We do the basics of SEO, sure, like everybody else does. But with us that’s the beginning of the journey, not the destination. We will look at what the company needs, what it’s going to take to get there, and then design an entire campaign that will answer those needs. We also provide technical expertise on website design in addition to the content that our writers are providing.

Shaughnessy: What is the main problem customers have when they come to you?

Haag: We see a variety of needs from customers. Some people just want technical expertise in what we write for them. Other people say, “Our website’s a mess, and we know it. What do you guys recommend?” Other people say, “We want to see a campaign that will grow our readers’ interest.” What we provide the customer depends on what they want.
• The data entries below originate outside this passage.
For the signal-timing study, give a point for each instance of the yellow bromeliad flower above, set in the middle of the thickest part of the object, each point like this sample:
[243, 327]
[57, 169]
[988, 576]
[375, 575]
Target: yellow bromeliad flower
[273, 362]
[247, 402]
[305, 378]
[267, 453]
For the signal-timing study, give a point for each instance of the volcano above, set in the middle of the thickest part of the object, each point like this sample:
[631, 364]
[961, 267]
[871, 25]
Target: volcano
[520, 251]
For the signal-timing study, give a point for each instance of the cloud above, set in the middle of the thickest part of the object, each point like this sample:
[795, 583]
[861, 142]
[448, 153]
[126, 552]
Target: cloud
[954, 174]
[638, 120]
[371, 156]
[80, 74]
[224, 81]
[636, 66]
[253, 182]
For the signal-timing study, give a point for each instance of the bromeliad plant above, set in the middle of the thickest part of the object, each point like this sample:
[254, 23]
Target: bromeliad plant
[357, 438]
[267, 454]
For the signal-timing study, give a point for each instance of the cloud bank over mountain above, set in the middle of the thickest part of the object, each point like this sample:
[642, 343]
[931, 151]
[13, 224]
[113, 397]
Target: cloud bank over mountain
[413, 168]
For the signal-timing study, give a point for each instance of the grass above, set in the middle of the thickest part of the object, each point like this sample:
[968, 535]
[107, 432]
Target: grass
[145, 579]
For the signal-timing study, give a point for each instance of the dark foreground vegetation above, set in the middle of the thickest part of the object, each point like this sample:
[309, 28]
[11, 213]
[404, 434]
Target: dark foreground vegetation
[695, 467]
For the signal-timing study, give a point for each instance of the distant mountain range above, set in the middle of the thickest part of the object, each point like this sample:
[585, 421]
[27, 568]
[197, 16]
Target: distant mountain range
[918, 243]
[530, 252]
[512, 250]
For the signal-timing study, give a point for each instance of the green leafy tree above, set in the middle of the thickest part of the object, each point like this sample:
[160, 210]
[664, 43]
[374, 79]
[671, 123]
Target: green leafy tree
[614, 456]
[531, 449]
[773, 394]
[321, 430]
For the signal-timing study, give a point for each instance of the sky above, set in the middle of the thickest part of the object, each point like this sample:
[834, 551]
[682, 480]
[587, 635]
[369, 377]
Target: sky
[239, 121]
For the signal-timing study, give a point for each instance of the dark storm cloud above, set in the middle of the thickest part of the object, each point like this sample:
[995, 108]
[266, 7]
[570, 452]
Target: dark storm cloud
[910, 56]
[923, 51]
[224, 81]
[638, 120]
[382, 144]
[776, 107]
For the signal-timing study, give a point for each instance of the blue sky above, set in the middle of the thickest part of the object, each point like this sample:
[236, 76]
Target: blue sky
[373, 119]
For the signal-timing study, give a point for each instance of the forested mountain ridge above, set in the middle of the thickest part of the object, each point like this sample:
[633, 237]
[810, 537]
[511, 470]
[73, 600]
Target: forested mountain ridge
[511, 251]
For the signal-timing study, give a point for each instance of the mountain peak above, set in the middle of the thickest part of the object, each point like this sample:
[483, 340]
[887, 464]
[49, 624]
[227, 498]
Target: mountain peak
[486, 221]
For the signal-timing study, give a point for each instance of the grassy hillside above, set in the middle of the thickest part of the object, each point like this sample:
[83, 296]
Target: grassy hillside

We may publish blogs to their website, or publish it to social media outlets like LinkedIn, or whatever is necessary.

Shaughnessy: That’s great. This all happened almost accidentally, right? It’s like designers say about their career, “I didn’t choose this; it chose me.” This happened fairly late in your career.

Haag: It was late in my career, and my career in design started out by accident as well. I was working for an electronics company on the manufacturing floor; I had been a photographer in school, and this job opened up in the photo lab, so I took a look. I had no idea what it all meant. They transferred me over and next thing I know I’m making film that’s used for layers of circuit boards.

Shaughnessy: You were in the yellow room?

Haag: Exactly. I went from there to laying out boards, and from there I eventually became a technical writer for circuit board design.

Shaughnessy: I can’t believe it’s been 10 years since you started the column.

Haag: Yes, it’s been 10 years. It’s been wonderful, too.

Shaughnessy: Thanks for your time, Tim.

Haag: Thank you, Andy. Always a pleasure.